The feud between Sen. Bernie Sanders and Democratic leaders last week was set off by a breach of computer records most voters never think about, the party's voter file.
Until a deal was struck late Friday, the Sanders campaign, which briefly gained access to proprietary information from Hillary Clinton's campaign, had been told that it would be locked out of the file by the Democratic National Committee as a punishment.
The stakes were not insignificant; the voter file is at the heart of modern campaigning. The data that the Sanders team was said to have gained access to, and the data that it was temporarily not able to see, are all important.
The file starts with a state's official voter registration data: all the information provided by voters when they registered to vote, like their name, address, sex, age, party affiliation and — in a few states — race. Election administrators also record whether you cast a ballot (but not whom you voted for), and this information is attached as well. You might think this is private, but it's not. All of this is usually publicly available — sometimes free online, usually at cost.
The parties, campaigns and a handful of nonpartisan voter-file vendors obtain this data and then enrich it. They remove people who have moved or died, using change of address notifications or Social Security data, and add information like telephone numbers, personal consumer information, campaign contributions, or publicly available information on election results or an area's demographics. They even add people who are not registered to vote.

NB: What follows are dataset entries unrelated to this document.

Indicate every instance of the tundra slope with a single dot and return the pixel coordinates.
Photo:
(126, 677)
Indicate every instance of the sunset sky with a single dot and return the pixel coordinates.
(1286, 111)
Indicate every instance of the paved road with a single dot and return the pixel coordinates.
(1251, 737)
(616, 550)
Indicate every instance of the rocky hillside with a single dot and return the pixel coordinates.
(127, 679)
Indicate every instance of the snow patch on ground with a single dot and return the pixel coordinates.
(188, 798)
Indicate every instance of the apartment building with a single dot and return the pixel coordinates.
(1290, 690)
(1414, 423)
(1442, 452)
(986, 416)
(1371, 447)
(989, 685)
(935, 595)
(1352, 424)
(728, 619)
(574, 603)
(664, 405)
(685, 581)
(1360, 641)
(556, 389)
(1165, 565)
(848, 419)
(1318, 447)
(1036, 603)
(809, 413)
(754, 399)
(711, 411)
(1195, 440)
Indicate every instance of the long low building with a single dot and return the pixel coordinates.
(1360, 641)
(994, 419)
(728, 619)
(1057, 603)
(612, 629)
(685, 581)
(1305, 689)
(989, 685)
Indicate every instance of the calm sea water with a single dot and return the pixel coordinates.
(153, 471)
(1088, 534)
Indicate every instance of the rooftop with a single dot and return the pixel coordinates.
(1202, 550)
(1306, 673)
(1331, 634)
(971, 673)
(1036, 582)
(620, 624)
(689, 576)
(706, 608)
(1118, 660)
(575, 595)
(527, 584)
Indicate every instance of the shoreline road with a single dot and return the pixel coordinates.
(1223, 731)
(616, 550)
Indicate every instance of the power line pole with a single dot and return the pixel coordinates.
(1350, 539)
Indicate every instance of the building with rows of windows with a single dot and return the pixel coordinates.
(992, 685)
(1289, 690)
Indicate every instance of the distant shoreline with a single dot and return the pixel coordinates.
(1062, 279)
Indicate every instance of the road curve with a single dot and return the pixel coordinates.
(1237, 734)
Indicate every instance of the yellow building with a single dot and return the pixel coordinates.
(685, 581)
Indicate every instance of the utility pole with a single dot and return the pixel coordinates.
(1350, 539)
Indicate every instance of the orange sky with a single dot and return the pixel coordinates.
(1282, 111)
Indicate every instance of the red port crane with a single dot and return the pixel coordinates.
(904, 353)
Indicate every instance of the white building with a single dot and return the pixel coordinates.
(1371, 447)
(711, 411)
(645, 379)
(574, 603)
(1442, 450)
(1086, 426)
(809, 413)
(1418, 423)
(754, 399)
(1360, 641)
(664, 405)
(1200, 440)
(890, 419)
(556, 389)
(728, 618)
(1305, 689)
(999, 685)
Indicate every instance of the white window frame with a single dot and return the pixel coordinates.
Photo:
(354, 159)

Campaigns, parties and other firms use this information to build statistical models that estimate other characteristics. For instance, they can use your name and where you live to estimate your race with solid accuracy. They can incorporate survey research to build more specific models, such as the likelihood that you're a Democrat, that you'll support a certain candidate or whether you're likely to be persuadable.
The campaigns use this information for just about everything. They use it to know who needs to be mobilized to turn out, or to make guesses about what kind of message might be most convincing to a voter who seems likely to be on the fence. They even use it for polling.

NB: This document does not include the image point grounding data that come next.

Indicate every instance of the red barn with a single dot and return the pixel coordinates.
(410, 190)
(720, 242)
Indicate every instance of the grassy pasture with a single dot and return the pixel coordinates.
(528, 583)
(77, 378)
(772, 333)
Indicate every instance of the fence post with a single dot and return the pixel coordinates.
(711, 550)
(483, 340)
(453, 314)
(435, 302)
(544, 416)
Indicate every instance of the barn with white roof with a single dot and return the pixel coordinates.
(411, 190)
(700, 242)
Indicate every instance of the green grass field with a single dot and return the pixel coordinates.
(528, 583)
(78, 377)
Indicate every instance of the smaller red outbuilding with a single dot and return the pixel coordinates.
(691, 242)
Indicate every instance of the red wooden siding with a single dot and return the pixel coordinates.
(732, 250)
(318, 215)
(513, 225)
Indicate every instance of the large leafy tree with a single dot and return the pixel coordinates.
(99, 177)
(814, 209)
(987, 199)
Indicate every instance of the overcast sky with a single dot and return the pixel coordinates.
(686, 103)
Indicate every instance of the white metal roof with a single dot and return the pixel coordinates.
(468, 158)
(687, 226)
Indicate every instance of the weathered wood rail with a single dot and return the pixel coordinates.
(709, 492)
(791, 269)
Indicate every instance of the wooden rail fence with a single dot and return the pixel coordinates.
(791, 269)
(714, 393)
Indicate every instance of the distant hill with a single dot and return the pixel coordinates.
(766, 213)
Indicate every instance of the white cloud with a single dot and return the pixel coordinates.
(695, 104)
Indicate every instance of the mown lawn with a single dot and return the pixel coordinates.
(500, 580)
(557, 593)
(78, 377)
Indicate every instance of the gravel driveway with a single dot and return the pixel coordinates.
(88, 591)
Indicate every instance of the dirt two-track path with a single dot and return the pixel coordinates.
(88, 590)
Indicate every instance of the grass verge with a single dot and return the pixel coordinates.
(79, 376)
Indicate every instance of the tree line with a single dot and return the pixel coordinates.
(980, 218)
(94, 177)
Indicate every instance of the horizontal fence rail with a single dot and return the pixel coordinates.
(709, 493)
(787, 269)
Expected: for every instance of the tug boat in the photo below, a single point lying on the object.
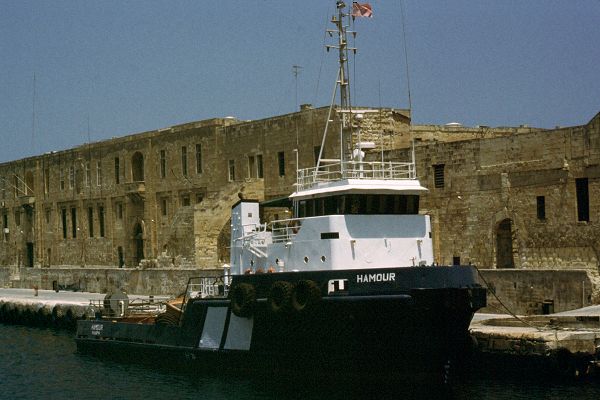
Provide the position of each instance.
(347, 285)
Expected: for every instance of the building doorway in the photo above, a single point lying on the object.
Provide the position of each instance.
(138, 238)
(504, 245)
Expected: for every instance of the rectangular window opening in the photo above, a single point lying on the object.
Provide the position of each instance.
(198, 158)
(184, 160)
(281, 163)
(91, 221)
(117, 171)
(73, 222)
(259, 168)
(541, 208)
(438, 176)
(63, 214)
(231, 169)
(163, 164)
(583, 199)
(101, 220)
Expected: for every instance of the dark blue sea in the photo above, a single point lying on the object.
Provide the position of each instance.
(44, 364)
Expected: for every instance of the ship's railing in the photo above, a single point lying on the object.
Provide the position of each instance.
(206, 286)
(308, 177)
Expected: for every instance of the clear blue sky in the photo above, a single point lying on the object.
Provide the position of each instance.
(132, 66)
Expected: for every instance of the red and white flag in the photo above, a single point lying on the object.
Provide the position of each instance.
(361, 10)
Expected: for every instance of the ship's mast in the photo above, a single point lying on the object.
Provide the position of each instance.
(343, 81)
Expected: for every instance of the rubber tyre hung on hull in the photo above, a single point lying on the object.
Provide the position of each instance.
(280, 297)
(305, 295)
(243, 299)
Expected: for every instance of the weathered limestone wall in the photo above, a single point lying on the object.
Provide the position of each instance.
(525, 291)
(491, 184)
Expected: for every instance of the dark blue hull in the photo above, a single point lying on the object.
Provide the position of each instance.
(414, 323)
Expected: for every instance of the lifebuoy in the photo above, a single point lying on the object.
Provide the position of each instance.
(243, 298)
(295, 225)
(306, 294)
(280, 297)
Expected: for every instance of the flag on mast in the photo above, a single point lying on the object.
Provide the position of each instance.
(361, 10)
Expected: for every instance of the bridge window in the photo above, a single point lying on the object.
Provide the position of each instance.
(358, 204)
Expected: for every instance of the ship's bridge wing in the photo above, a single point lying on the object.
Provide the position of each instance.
(360, 186)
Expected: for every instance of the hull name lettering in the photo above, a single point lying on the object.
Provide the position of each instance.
(382, 277)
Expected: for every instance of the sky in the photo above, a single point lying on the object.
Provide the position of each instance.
(73, 71)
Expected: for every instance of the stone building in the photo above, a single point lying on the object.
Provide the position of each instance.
(499, 197)
(155, 198)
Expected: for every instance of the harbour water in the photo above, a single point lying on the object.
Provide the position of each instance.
(44, 364)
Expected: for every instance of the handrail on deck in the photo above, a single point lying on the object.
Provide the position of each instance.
(308, 177)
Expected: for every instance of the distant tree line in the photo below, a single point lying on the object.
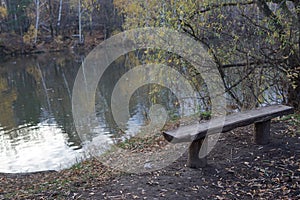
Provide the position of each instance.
(46, 19)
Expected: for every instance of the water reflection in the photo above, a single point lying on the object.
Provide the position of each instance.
(36, 126)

The Democratic Party has invested millions in its voter file, and it makes it available to campaigns through an online interface built and maintained by NGP VAN, a private company that helps progressive campaigns. The interface allows campaigns to upload their own information on voters they have contacted. It also allows organizers all the way down at the local level to download lists of voters and contact them based on their characteristics, including the modeled data on their likelihood to support a given candidate.
In a primary, the information gathered by the campaigns becomes more important than a lot of the information in the voter file — and that's why a potential breach by another campaign could be so important. The factors that usually predict whether individuals will vote for a Democrat or a Republican are far less powerful. It's the data gathered by the campaigns, not the often-hyped consumer information (like what magazines a person might buy), that does the most work in campaign models.
In this context, the proprietary data held by the campaigns is a big potential advantage. The Clinton campaign, for instance, knows a lot about her supporters from the 2008 and 2016 cycles — the people who contributed to her, who volunteered, who attended her events, who signed up for her emails in two races. This information is far more useful than any statistical model, and it helps her campaign build stronger models, for good measure.
The Clinton campaign has also invested millions in survey research; it does not seem the Sanders campaign has done so. Survey data is the fuel for strong modeled estimates: Without it, you're less likely to know the voter characteristics that tend to predict who will support a given candidate.
If the Sanders campaign was able to save the information necessary to know whom the Clinton team considered its strongest supporters, it would have been quite helpful: His campaign could then stay away from the voters who have supported Clinton, and it would give the campaign an even better idea of its supporters.
This is what Sanders campaign officials tried to do, and, according to Bloomberg News, they succeeded. Bloomberg reported that Sanders officials searched for and saved lists of voters who were modeled by the Clinton campaign to be among its likeliest supporters. For instance, they searched and saved a list titled "HFA Support 50-100," which would include anyone deemed by the Clinton campaign to have a greater than 50 percent chance of supporting Clinton. These support scores are informed by the powerful and proprietary data — on Clinton volunteers, past supporters, the Clinton campaign's polling — that the Sanders campaign would not otherwise be able to gain access to.
But it is not clear whether the Sanders campaign was able to retain this information. In a statement, NGP VAN said unauthorized users were not able to export, save or act on unauthorized information. Instead, the Sanders campaign saved a one-page summary, according to the company. As I interpret it, the Sanders campaign was not able to save the valuable individual-level records that could have significantly improved its targeting efforts.